Responses to change:

Everyone's brain is developed to notice and react to change. Common responses include excitement, fear, shock and denial, before acceptance and eventually integration can take place (see the 'change curve', below). There is well-documented information to explain why we have these psychological responses - which are a result of the way that we have evolved so as to protect us from ambiguous and uncertain situations. This may have been essential for survival in the past, but in today's rapidly changing world, being overly wary of change and risk averse is not always helpful. We therefore need to draw on coping strategies to manage and counter these emotions.

One of the most powerful activities that we can do during change is to become aware of our state of mind. Becoming conscious of what is actually changing, as opposed to what we feel is changing, and discussing this with others, can help us begin to make sense of the change and our responses to it. Indeed, in order to increase our resilience during change, it is important to have honest and open discussions-by reaching out to others and accessing/establishing our own support networks.

Adopting a project management approach:

Although change is not always linear or tidy, the process for managing it in most organisational contexts is grounded in a project management framework. At the University of Greenwich, if the change affects peoples job roles you should seek advice from Human Resources and review the organisation restructure policy. If a project does not affect people's roles, then it is recommended you plan your change using a project management approach. The University's approach to managing IT from 'IT Projects' can be found here. Click on the Initial Project Development Request form for more information.

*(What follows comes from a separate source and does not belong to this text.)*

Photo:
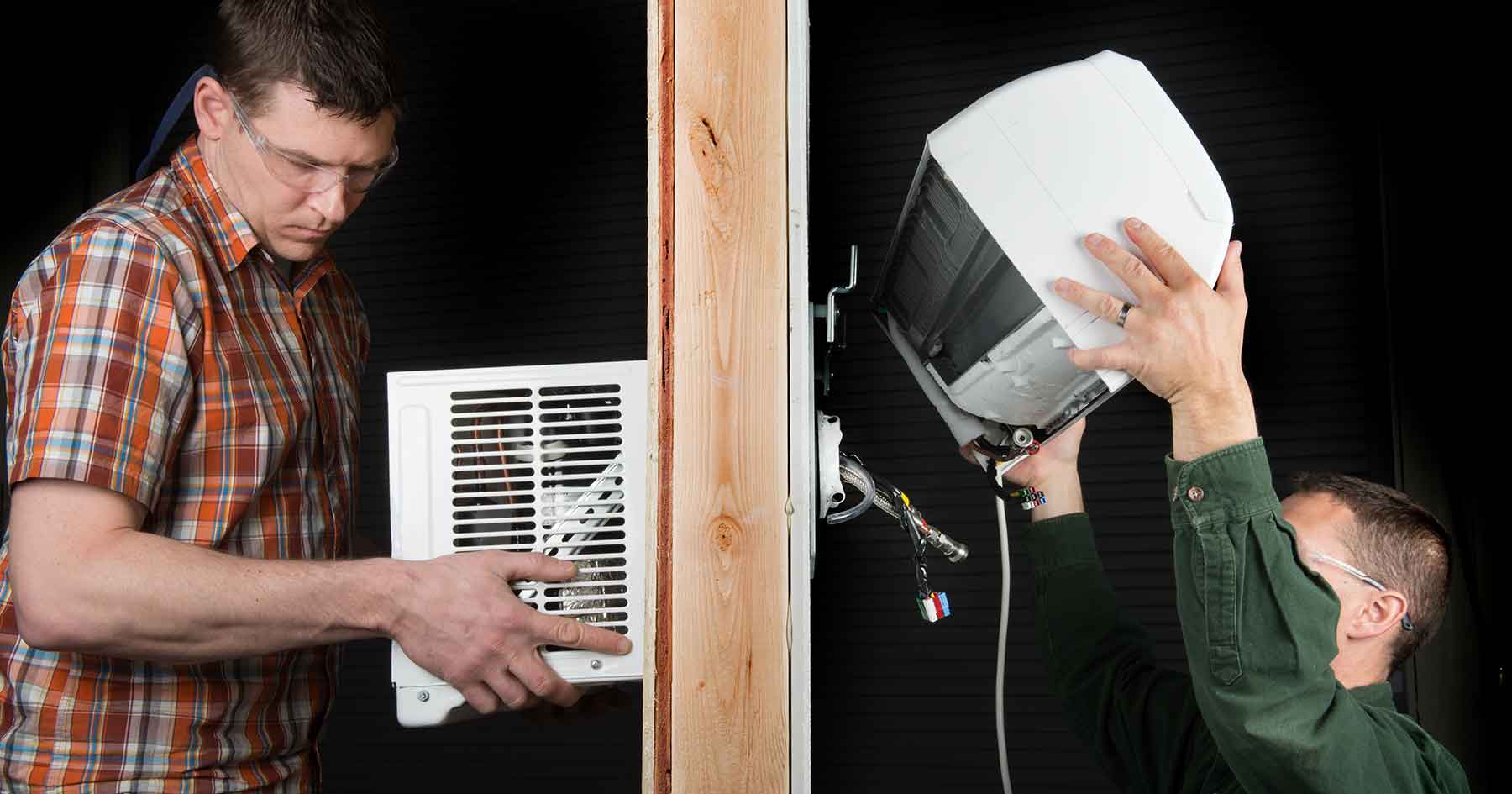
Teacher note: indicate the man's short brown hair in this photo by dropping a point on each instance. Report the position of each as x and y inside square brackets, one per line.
[338, 50]
[1394, 540]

Prior to undertaking any change effort, you will need to develop a successful initiation stage - which will support your business case. To do this, it is vital to have a proper understanding of the problems/issues at hand. Is it an actual problem which is affecting the quality of what we do or want to achieve in the future, or is it a conundrum? You need to be aware of the range of options available, and to undertake a cost/benefits analysis by carrying out research with key stakeholders (which is sometimes referred to as a scoping exercise). Early conversations with your key stakeholders will allow you to assess whether change is needed, and to consider the breadth of what is required.